4. Dalam penelitian, jika meneliti brand loyalty konsumen terhadap barang mewah yang
dimilikinya, mungkin dapat memasukkan komunitas-komunitas tersendiri pecinta barang
mewah sebagai sampel, atau meneliti suatu luxury brand mewah yang spesifik.

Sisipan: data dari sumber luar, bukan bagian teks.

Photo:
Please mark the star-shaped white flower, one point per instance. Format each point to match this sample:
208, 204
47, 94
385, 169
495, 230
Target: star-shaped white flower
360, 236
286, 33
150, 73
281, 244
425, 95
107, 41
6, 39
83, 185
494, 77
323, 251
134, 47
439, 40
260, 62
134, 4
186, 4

5. Mungkin dapat memasukkan price range untuk menentukan range harga mana yang masuk ke
kategori premium, dan mana yang tidak.
6. Mungkin dapat dipertimbangkan untuk mencari responden di luar Denpasar juga, atau di
kota-kota besar Indonesia lainnya, karena bisa saja hasilnya akan berbeda. Mungkin saja
hasilnya bisa menunjukkan bahwa orang-orang yang membeli parfum mahal tidak semata-
mata untuk meningkatkan status sosial, namun bisa saja semata-mata karena pemenuhan atau
pemuasan diri (self-fulfillment/self-satisfaction). Seperti yang ditulis oleh Paurav Shukla,
Professor of Luxury Brand Marketing dari Glasgow Caledonian University dalam artikelnya
pada tahun 2015, bahwa orang Indonesia berusaha untuk meningkatkan diri melalui
konsumsi. Terlepas dari persepsi umum negara sebagai masyarakat kolektif di mana orang
cenderung melihat diri mereka serupa, konsumen tidak akan mengikuti rekomendasi orang
lain jika pilihannya tidak menyenangkan bagi mereka. Mereka juga menghargai kemewahan
sebagai pengalaman yang menyenangkan, dan dapat membeli barang-barang seperti itu
sebagai pengalih perhatian dari masalah-masalah dalam kehidupan mereka.